Pourquoi Christina ne répond-elle plus :
Mon cœur est plus heureux que tous
Car mon amour est auprès de moi.
Accuserons-nous la guerre de ce changement ? Au premier coup de canon, en 1914, les visages des hommes et des femmes se sont-ils montrés, aux yeux les uns des autres, dans une telle nudité que le romanesque en fut tué ? Certes, voir les visages de nos chefs à la lueur des bombardements nous causa un choc terrible – surtout à nous, les femmes, avec nos illusions sur l’éducation, etc. Allemands, Anglais, Français, ces chefs avaient l’air hideux, stupides. Que la faute de ce changement revienne à ceci ou à cela, l’illusion qui inspirait à Tennyson et Christina Rossetti des chants si passionnés est infiniment plus rare aujourd’hui qu’alors. Il suffit de lire, de regarder, d’écouter, de se souvenir. Mais pourquoi parler de « faute » ? S’il s’agissait d’une illusion, pourquoi ne pas louer la catastrophe, quelle qu’elle fût, qui la détruisit et la remplaça par la vérité. Car la vérité… ces points de suspension marquent l’endroit où, en quête de la vérité, je dépassai la route de Fernham. Oui, à vrai dire, qu’est-ce que la vérité ? Qu’est-ce que l’illusion ? me demandai-je. Quelle est, par exemple, la vérité de ces maisons, en ce moment obscures et solennelles avec leurs fenêtres rouges au crépuscule, mais qui, à neuf heures du matin, furent brutales, rouges et sordides, avec leurs transpirations et leurs lacets de chaussures. Et ce saule, et cette rivière, et ces jardins qui descendent vers la rivière et que la brume qui les effleure rend imprécis, mais que dore et rougit cependant l’éclat du soleil – où est, en ce qui les concerne, la vérité ou l’illusion ? Je vous fais grâce des tours et détours de mes réflexions, car je ne trouvai point de conclusion sur la route de Headingley, et je vous prie de supposer que je réparai rapidement l’erreur que j’avais commise au croisement de route et retournai sur mes pas pour me rendre à Fernham.

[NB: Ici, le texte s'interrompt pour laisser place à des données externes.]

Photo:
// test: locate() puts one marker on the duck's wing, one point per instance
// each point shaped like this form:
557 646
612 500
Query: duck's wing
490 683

Comme je vous l’ai déjà dit, c’était un jour d’octobre. Je ne veux pas risquer de perdre votre estime, ni mettre en danger ce joli mot de « fiction » en changeant de saison et en décrivant des lilas pendant au-dessus des murs des jardins, des roses, des tulipes ou d’autres fleurs printanières. La fiction doit adhérer aux faits, et plus vrais sont les faits, meilleure est la fiction – c’est ce que l’on nous dit.